The good news is that Metro is ahead of schedule; earlier this year officials predicted the carpool lane wouldn’t be completed until summer. The bad news is that, alas, the job is not entirely finished. Crews will still be doing landscaping, electrical work and, yes, intermittently closing lanes and ramps. Metro and the contractor — Kiewit — should keep in mind that everyone who travels the 405 is suffering construction fatigue and anything that closes a lane or a ramp is one more inconvenience in a four-year series of them. They should work on getting out of the Sepulveda Pass, like, yesterday.
Still, the main purpose of this project was to create a new lane of traffic on the 405 between the Santa Monica and Ventura freeways and turn the far left lane into a carpool-only lane. That’s done. So now comes the real test: Will traffic be less congested?

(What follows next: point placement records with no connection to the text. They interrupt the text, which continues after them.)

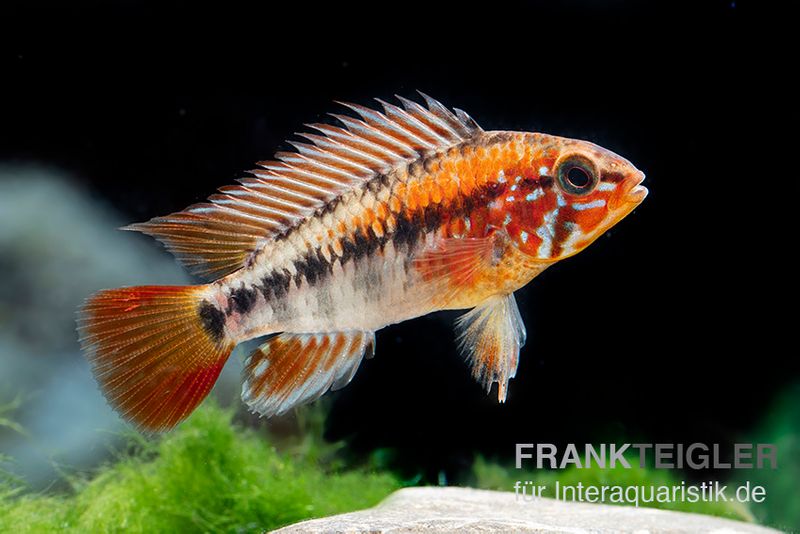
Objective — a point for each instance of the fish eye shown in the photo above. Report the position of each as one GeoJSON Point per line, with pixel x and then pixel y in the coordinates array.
{"type": "Point", "coordinates": [577, 175]}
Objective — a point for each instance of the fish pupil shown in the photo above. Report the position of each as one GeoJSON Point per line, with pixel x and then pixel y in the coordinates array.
{"type": "Point", "coordinates": [578, 177]}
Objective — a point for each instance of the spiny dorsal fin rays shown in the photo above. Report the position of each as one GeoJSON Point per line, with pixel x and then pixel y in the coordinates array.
{"type": "Point", "coordinates": [219, 237]}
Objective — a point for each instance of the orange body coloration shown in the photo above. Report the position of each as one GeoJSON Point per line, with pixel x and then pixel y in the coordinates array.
{"type": "Point", "coordinates": [393, 216]}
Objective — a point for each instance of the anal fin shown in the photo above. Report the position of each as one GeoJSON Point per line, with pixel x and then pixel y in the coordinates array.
{"type": "Point", "coordinates": [293, 369]}
{"type": "Point", "coordinates": [490, 336]}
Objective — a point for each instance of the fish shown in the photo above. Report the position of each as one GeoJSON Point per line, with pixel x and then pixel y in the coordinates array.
{"type": "Point", "coordinates": [388, 214]}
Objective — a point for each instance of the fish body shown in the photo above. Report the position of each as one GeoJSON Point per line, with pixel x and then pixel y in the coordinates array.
{"type": "Point", "coordinates": [393, 216]}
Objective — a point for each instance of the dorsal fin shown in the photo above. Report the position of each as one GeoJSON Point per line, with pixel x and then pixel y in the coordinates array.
{"type": "Point", "coordinates": [218, 237]}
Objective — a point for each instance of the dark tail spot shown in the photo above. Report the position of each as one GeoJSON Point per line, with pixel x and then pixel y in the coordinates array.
{"type": "Point", "coordinates": [213, 321]}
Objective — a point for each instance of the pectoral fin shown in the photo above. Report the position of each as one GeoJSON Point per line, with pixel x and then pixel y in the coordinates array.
{"type": "Point", "coordinates": [293, 369]}
{"type": "Point", "coordinates": [490, 336]}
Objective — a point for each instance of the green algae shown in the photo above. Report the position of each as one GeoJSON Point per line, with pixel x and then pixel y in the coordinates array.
{"type": "Point", "coordinates": [209, 475]}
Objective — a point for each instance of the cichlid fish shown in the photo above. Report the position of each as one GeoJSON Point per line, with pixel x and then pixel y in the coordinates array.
{"type": "Point", "coordinates": [384, 218]}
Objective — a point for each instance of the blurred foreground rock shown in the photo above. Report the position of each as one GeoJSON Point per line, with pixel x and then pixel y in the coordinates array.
{"type": "Point", "coordinates": [469, 510]}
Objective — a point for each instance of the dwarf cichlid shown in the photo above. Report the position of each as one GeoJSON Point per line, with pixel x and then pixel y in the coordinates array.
{"type": "Point", "coordinates": [377, 220]}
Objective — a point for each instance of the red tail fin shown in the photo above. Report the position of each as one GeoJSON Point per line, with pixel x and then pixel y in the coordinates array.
{"type": "Point", "coordinates": [156, 351]}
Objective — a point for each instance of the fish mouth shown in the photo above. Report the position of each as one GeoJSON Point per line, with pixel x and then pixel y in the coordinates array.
{"type": "Point", "coordinates": [635, 192]}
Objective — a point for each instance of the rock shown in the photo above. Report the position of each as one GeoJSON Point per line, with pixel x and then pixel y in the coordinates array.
{"type": "Point", "coordinates": [469, 510]}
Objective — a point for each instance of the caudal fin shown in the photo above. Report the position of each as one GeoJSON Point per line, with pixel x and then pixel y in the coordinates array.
{"type": "Point", "coordinates": [155, 351]}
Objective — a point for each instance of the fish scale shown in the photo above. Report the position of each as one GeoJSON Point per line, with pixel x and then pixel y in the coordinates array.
{"type": "Point", "coordinates": [391, 216]}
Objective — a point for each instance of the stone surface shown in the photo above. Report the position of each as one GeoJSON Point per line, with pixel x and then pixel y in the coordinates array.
{"type": "Point", "coordinates": [468, 510]}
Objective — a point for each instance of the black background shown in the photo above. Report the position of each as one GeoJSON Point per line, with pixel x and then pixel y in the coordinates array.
{"type": "Point", "coordinates": [669, 329]}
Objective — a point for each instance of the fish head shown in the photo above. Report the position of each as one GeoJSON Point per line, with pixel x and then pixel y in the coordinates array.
{"type": "Point", "coordinates": [570, 193]}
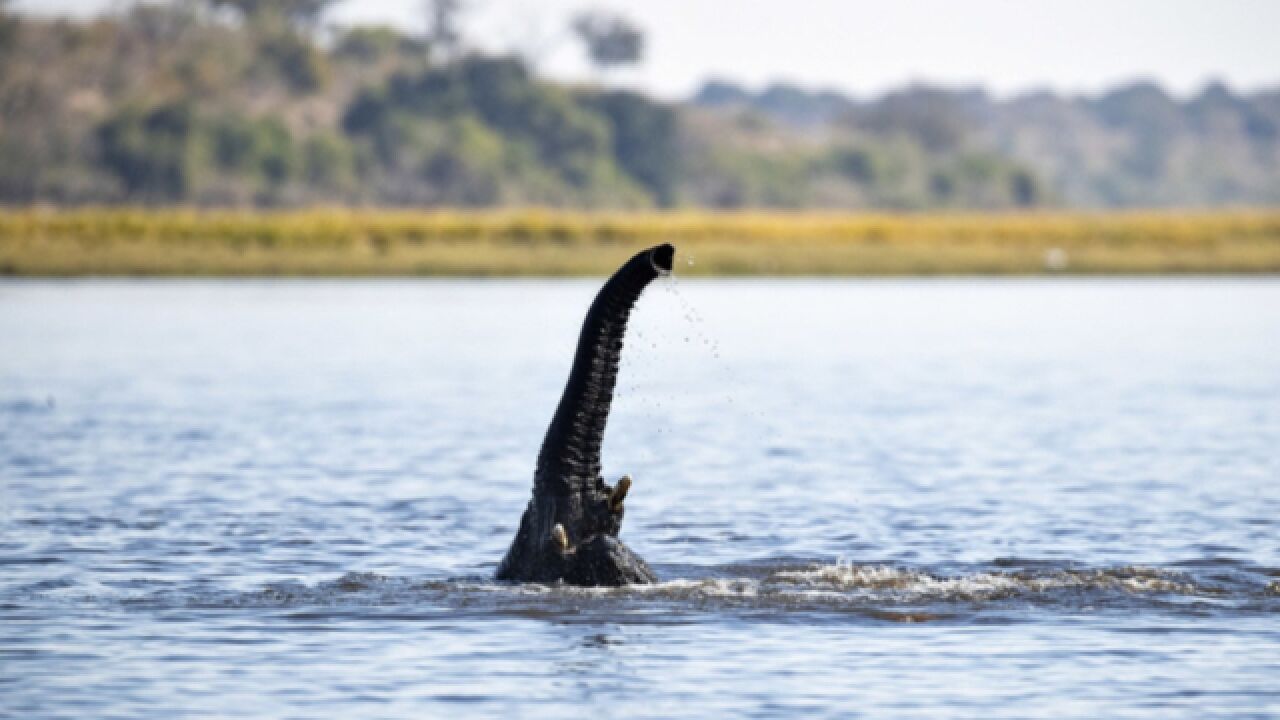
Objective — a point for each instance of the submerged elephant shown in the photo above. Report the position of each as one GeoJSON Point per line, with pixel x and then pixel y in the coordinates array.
{"type": "Point", "coordinates": [570, 529]}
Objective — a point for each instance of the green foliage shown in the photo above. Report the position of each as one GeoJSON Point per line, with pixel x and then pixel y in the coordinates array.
{"type": "Point", "coordinates": [298, 62]}
{"type": "Point", "coordinates": [151, 151]}
{"type": "Point", "coordinates": [165, 103]}
{"type": "Point", "coordinates": [645, 140]}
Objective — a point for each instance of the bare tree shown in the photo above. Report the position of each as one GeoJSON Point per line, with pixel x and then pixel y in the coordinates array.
{"type": "Point", "coordinates": [443, 18]}
{"type": "Point", "coordinates": [611, 39]}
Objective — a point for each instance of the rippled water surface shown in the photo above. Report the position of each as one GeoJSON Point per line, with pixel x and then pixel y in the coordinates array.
{"type": "Point", "coordinates": [997, 499]}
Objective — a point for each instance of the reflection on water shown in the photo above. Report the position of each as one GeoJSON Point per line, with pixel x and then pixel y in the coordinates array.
{"type": "Point", "coordinates": [936, 499]}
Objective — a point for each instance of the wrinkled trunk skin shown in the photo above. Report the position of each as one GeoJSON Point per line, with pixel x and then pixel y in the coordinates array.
{"type": "Point", "coordinates": [568, 490]}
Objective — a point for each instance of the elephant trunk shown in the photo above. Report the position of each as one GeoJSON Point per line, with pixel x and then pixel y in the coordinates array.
{"type": "Point", "coordinates": [571, 450]}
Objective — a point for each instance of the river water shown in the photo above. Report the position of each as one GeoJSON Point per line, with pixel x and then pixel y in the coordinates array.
{"type": "Point", "coordinates": [997, 499]}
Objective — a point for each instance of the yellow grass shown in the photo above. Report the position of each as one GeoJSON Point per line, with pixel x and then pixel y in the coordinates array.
{"type": "Point", "coordinates": [542, 242]}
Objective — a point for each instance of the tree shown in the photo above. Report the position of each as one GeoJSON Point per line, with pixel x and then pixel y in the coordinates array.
{"type": "Point", "coordinates": [304, 14]}
{"type": "Point", "coordinates": [612, 40]}
{"type": "Point", "coordinates": [442, 26]}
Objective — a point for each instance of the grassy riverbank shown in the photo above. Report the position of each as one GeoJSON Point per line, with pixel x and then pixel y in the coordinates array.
{"type": "Point", "coordinates": [373, 242]}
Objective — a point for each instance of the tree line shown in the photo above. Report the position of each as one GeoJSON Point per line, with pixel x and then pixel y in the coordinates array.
{"type": "Point", "coordinates": [255, 103]}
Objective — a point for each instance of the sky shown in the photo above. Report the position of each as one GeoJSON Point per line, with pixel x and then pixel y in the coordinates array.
{"type": "Point", "coordinates": [865, 48]}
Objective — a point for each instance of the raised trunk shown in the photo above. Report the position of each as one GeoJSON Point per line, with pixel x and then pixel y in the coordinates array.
{"type": "Point", "coordinates": [571, 449]}
{"type": "Point", "coordinates": [570, 529]}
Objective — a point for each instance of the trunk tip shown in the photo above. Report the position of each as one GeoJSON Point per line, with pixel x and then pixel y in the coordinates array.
{"type": "Point", "coordinates": [662, 256]}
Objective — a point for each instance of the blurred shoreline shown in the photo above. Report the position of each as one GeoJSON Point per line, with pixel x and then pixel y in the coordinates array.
{"type": "Point", "coordinates": [132, 242]}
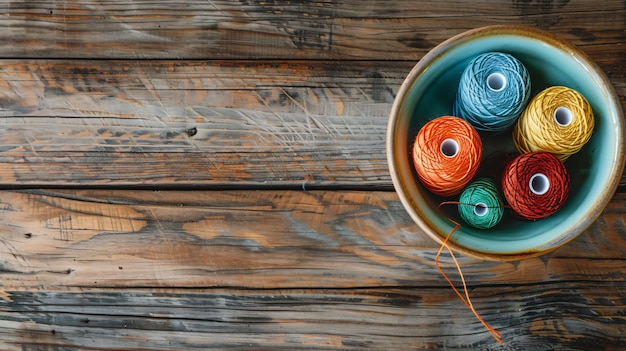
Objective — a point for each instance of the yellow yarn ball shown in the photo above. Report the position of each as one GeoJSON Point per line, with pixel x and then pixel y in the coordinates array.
{"type": "Point", "coordinates": [558, 120]}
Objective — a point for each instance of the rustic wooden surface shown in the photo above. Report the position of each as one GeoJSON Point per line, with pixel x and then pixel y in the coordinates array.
{"type": "Point", "coordinates": [212, 175]}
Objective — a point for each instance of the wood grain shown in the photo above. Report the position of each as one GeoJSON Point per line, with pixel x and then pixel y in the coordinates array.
{"type": "Point", "coordinates": [65, 239]}
{"type": "Point", "coordinates": [165, 124]}
{"type": "Point", "coordinates": [192, 123]}
{"type": "Point", "coordinates": [312, 29]}
{"type": "Point", "coordinates": [168, 270]}
{"type": "Point", "coordinates": [427, 318]}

In some ways, traffic flow has already improved. Some onramps and offramps were widened and lengthened and untangled. So there are fewer cars backed up on surface streets to get onto the freeway and fewer cars queued up on the freeway to exit it.
Caltrans estimates that carpoolers save one minute per mile in the HOV lane during peak hours. Since the project just added 10 more miles of HOV lane, that alone should save carpoolers 10 minutes. In addition, carpoolers moving to the HOV lane improve the flow of traffic in the remaining lanes.
Others argue that the freeway, with its increased capacity, will simply attract more drivers who would otherwise take surface streets or stay home or take a bus, and that many of them might not be ride-sharers. That doesn’t mean the project was pointless; there is a value to providing more options for more people who need to get to schools, jobs, doctors’ appointments.
But there is a finite amount of widening that the freeways and the region can sustain. In the long run, the better way to cope with increasing traffic — and the environmental problems caused by fuel emissions — is to get more people out of their cars. That’s a matter of improving public transit and creating incentives for people to use it. The day a subway train spans the length of the 405 will be the day people get off the 405.